Archive of UserLand's first discussion group, started October 5, 1998.

Re: WebEdit for Frontier 6 is available

Author:Jacob Savin
Posted:3/19/1999; 4:47:20 PM
Topic:scriptingNews outline for 3/19/99
Msg #:4315 (In response to 4313)
Prev/Next:4314 / 4317

That's good. It seems as though, with the recent additions, you guys have decided to base your VCS model on a concept similar to Projector in MPW. This looks like it's going to be vastly improved over what was there before.

Forgive my ranting for a moment here, though... (I just spent about a month researching VCS for my company, and implemented our new system.)

With the system I've now got in place at my work (Perforce), multiple people can make changes to a file at once, and since the VCS system has a quasi-automagic merging facility, most of the time this is just fine. You of course, always get the option of examining the merged file before commiting any changes. The concept is simple, in that the server (like Webedit) only keeps the master version of the object, and a list of who's got what version, and whether or not they also have the object checked out.

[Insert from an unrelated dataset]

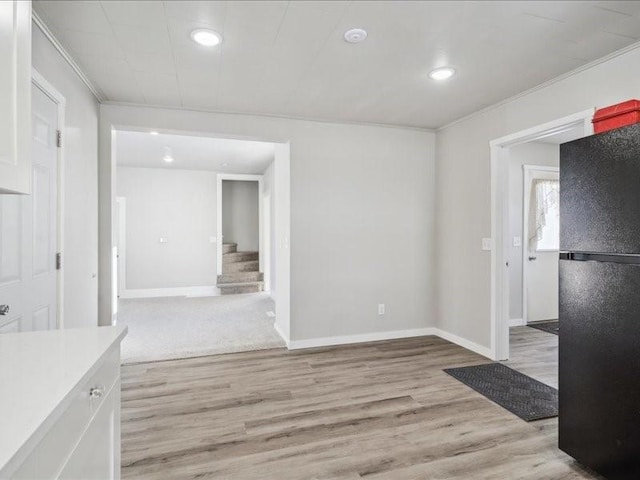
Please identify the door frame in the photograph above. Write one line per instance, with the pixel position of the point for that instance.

The magic happens just before an object is checked back in. One does a "sync" (like a root update) to get all the most recent versions of the objects, but if you have an object checked out, and the server wants to also update you to the new version, a temporary copy of the new object is created, as well as another temporary object, which is the automatically merged version. The merged version contains all the non-colliding changes from the original version on the server, the new version the other guy checked in under you, and the edited version on your client. The system then gives you a chance to edit any of the versions, and check in the one you've massaged by hand, or at least approved.

The other cool thing about Perforce is that it's "atomic" in that if I'm making changes to a bunch of separate objects, but those changes are interdependent (say a macro and a web-page that needs the macro), I can keep a list (or a bunch of lists) of related objects, and they either get checked back in en-masse, or not at all. This helps prevent inconsistencies from happening while a checkin (or in the WebEdit model, a series of checkins) is in progress.

I realize that the atomic part is much more work to implement, but the making of a temporary copy of the object from the server is probably not going to wide. This is to say though that automatic merging requires not two, but three versions of the file (original, theirs and yours), and I'd either have to not do automatic merges, or find a way to store on the server, the differences between the last two checked-in versions. I'll look at the suite when I have some time, and see if it's possible to do the collision management stuff by using just the callbacks, or if I might need to actually modify WebEdit code itself. In the long run, it's something I'd love to have, but it's not going to kill me. Afterall, I'm really just fantasizing, and it's not as though I'm actually working on any collaborative projects- at least at the moment.

All that aside, thanks very much for working on this. It's really going to help (other) people who are doing collaborative work right now, and I'm sure you'll recieve their accolades as well.